The fall moviegoing season got a lift from 20th Century Fox's new action film, "Marked for Death," which took in $10.5 million in opening weekend business. It's the third film to star newcomer Steven Seagal, who once served as super-agent Michael Ovitz's martial arts instructor.
"This is one of those surprises, like 'Teenage Mutant Ninja Turtles' earlier this year, and last year's 'Look Who's Talking,' that leaves the industry scratching their heads," said John Krier, president of Exhibitor Relations, which provides box office information to exhibitors.
"Marked for Death" notched one of the highest fall openings ever, following last year's "Look Who's Talking," which debuted with $12.1 million.
Disney's reissue of "Fantasia" rode the studio's strong 50th-anniversary promotion to a strong opening of approximately $5.2 million on just 461 screens, a per-screen average of $11,280. Universal Pictures' "Henry & June," a sexually provocative story about the real-life relationships between writers Anais Nin and Henry Miller and Miller's wife in 1931 Paris, reaped the benefits of a national ratings controversy and grossed $868,489 at 76 screens, for a per-screen of $11,427.

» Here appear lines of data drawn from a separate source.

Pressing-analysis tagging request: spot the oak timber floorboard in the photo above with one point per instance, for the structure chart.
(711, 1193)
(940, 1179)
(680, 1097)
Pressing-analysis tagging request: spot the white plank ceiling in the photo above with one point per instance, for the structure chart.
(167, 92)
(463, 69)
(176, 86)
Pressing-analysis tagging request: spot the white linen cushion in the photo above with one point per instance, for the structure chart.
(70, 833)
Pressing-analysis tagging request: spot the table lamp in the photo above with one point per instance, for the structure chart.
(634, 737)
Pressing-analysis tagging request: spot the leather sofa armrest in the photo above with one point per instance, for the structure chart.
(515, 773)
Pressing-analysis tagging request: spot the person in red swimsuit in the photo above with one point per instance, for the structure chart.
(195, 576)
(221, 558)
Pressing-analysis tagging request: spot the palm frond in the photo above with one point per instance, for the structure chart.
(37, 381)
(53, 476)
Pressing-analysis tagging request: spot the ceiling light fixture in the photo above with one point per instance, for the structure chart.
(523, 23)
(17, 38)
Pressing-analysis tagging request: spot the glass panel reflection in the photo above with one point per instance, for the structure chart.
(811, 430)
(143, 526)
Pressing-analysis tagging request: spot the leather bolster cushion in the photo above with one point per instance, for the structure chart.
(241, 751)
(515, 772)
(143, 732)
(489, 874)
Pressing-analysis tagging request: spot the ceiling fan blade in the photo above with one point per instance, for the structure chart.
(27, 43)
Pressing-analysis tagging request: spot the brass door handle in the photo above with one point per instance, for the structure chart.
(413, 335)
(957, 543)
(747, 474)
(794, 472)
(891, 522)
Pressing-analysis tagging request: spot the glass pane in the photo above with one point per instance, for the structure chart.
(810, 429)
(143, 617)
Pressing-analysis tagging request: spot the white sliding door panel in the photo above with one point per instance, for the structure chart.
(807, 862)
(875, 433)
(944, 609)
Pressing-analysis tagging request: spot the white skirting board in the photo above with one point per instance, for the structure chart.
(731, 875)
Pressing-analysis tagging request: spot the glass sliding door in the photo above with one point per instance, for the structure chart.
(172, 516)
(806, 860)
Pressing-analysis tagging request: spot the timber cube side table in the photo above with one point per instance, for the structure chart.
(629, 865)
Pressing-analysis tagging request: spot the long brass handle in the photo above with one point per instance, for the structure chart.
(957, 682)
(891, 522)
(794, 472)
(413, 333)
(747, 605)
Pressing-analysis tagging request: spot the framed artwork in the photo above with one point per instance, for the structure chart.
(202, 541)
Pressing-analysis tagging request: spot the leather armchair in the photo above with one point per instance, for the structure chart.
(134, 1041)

Fox's gangster saga, the Coen brothers' "Miller's Crossing," which just opened in Los Angeles, earned $587,878 on 66 screens, and Tri-Star Pictures' critically acclaimed "Avalon" did $184,489 on seven screens for an average of $26,424.
Fox's "Pacific Heights," which was No. 1 a week ago, slipped more than 25% over its previous opening weekend business, grossing $5 million, but still finished third in the standings. Fourth place went to Paramount Pictures' leggy "Ghost," which earned another $4.7 million. In fifth was Warner Bros.' "GoodFellas" with $4.5 million.
Warner Bros.' new documentary, "Listen Up: The Lives of Quincy Jones," about the life and career of the legendary record producer, earned $83,988 on 26 screens, for a weak opening average of $3,230.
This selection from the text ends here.